Basics, jump to section 2 for the question :
I know that in the case of an exponential family with 1 parameter, meaning the distribution function of the sample variables can be written like :
$$ f_X(t) = \exp( \eta( \theta) T(t) - d( \theta) + S( x) ) $$ if we compare two hypothesis like those : $$ H_0 : \theta = \theta_0 \text{ vs } H_1 :\theta = \theta_1$$
Neyman-Pearson lemma tells us that :
if $\eta$ is increasing we get this test :
$$ \mathbb{1}_{ \sum t_i \geq q_{1 - \alpha}} $$
if $\eta$ is decreasing we get this test :
$$ \mathbb{1}_{ \sum t_i \leq q_{\alpha}} $$
where $q_{\lambda }$ is the solution of this equation ( $\alpha$-quantiles ):
$$ P( \sum t_i \leq q_{\alpha} | H_0 ) = \alpha $$
When I first started doing exercices using this formula, i didn't know if I should put constants in the $\eta$ or in the $T$ function. I've succesfully proven that whether you put a positive multiplicative constant in one of those, you get the same result, meaning the two tests functions are the same if you multiply one function by $a$ and the other by $1/a$.
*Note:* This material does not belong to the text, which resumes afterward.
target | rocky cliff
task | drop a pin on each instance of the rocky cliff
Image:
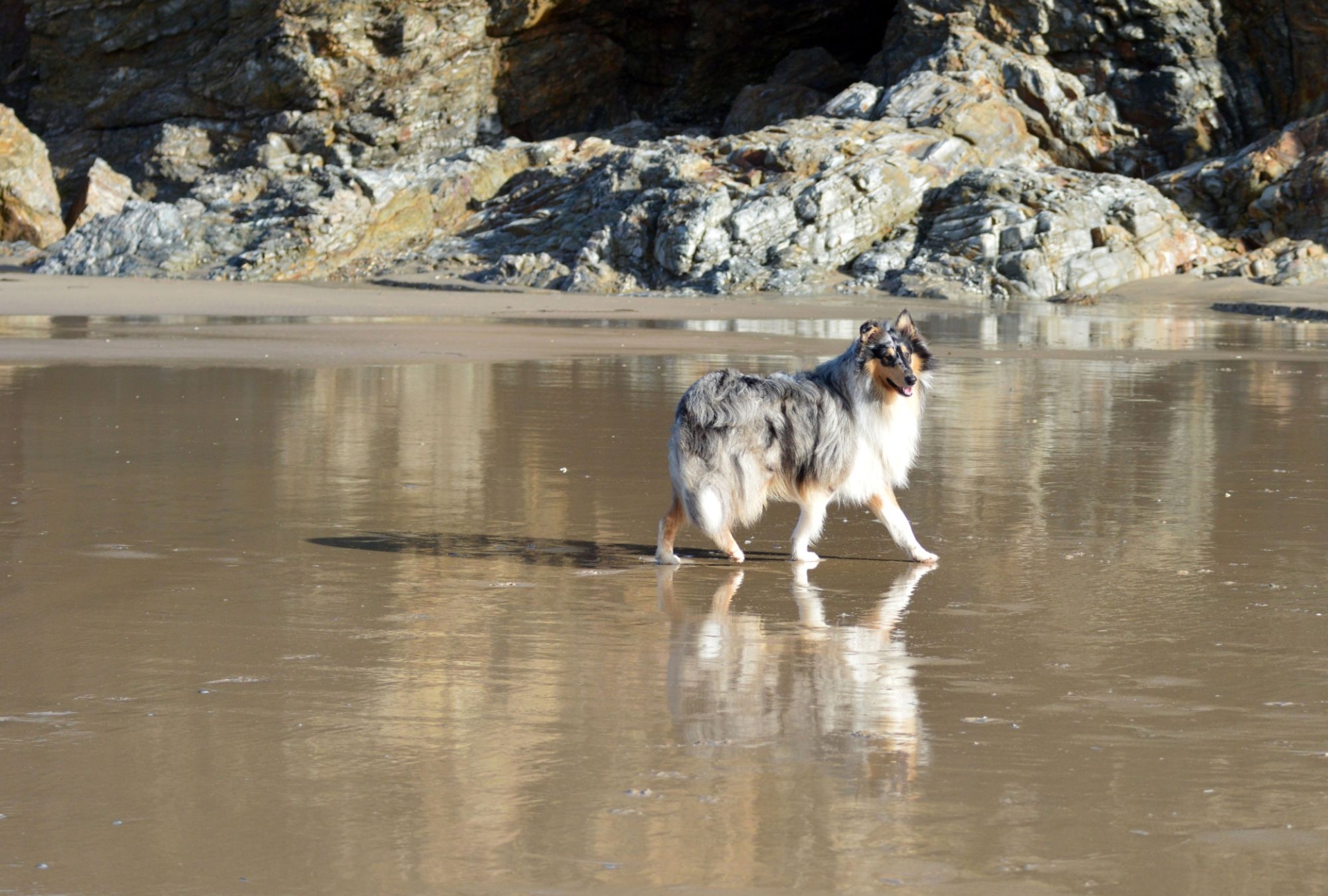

However, i can't do it for $ a = -1$.
I got to this point :
How do you prove the equality of the two following tests :
if I'm applying formulas : $$ \mathbb{1}_{ \sum t_i \geq q_{1 - \alpha}} $$ $$ P( \sum t_i \leq q_{1 -\alpha} | H_0 ) = 1 - \alpha $$
if I write $-\eta( \theta) \times - T(t)$ instead : $$ \mathbb{1}_{ \sum t_i \geq - q_{\alpha}} $$ $$ P( \sum t_i \geq - q_{\alpha} | H_0 ) = \alpha $$
I've succesfully done that for a gaussian distribution, but I can't do the general case.
disclaimer : I'm still learning basics of statistics. So sorry for the possible trivialness of the questions. Moreover, i don't yet get everything and maybe, I ve set some hypothesis or constants as obviously shared ideas whereas it wasn't. So please free to ask if i forgot anything. Thank you.